Students also provided information on potentially influential factors including:

  • Parental education.
  • Early life adversity such as divorce and sexual/physical/emotional abuse.
  • Lifetime occurrence of mood and anxiety disorders.

The College Student Wellbeing scale was used to assess university students’ sense of belonging both within the campus and with their peers, whilst the Social Support Subscale of the Resilience Scale for Adolescents was used to measure levels of social support.

The amount and frequency of alcohol, sleeping pills and stimulants that had not been prescribed, cannabis, painkillers, opiates, psychedelics, and other recreational drugs the university students had used were formally assessed at both time points.

58% of eligible students completed the first round of questionnaires and assessments (3029 out of 5245) and 37% (1952) completed both sets.
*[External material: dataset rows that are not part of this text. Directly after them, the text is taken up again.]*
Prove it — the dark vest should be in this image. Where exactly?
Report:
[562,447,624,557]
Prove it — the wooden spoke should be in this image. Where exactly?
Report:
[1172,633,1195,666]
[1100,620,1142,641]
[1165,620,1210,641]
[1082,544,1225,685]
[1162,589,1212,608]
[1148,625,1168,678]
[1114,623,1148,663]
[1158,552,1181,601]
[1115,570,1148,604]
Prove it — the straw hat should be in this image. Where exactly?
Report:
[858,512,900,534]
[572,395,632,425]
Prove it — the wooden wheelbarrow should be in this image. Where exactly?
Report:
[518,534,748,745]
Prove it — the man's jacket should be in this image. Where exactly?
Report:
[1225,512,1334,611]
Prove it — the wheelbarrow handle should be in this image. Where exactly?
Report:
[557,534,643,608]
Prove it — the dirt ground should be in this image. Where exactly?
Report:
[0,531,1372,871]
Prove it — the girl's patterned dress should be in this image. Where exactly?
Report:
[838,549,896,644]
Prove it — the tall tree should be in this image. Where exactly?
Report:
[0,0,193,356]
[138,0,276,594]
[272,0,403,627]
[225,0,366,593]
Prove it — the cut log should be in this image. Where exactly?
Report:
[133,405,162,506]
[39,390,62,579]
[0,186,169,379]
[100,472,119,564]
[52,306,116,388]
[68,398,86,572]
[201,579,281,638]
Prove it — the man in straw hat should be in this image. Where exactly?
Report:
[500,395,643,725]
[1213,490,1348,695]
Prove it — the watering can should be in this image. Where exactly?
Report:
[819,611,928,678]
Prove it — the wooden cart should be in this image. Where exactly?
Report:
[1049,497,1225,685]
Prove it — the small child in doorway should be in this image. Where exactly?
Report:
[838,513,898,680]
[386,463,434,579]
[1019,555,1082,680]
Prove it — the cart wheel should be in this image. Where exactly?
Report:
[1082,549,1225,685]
The prevalence of clinically significant anxiety and depressive symptoms among the respondents was 32% and 27%, respectively, at the start of the academic year in 2018. These figures had risen to 37% and 33%, respectively, by March 2019.

As to the factors that were associated with the emergence of anxiety/depression over the first year, every one-point increase in the connectedness scale was associated with 10% and 6% lower odds of developing depression and anxiety symptoms, respectively. But increased drug use was strongly associated with heightened risk, every one-point increase in the score which ranges from 0-24, was associated with 16% higher odds of developing clinically significant levels of depressive symptoms.

The findings have important implications for university mental health policies

Due to the study being observational, it cannot establish a cause. The researchers also highlighted how the findings may not be more widely applicable to other universities in different countries.

Many interrelated factors influence the emergence and maintenance of mental health problems, including biological, psychological, and social factors, they added.

Nevertheless, the findings have important implications for university mental health policies, programmes, and practices, with the availability of clubs, societies and sporting activities likely to be key in promoting student mental health and wellbeing, the researchers suggested.

They concluded: “Moderate to severe levels of anxiety and depressive symptoms are common among students at entry to university and persist over the first year. University connectedness may mitigate the risk of persistent or emergent symptoms, whereas drug use appears to increase these risks.”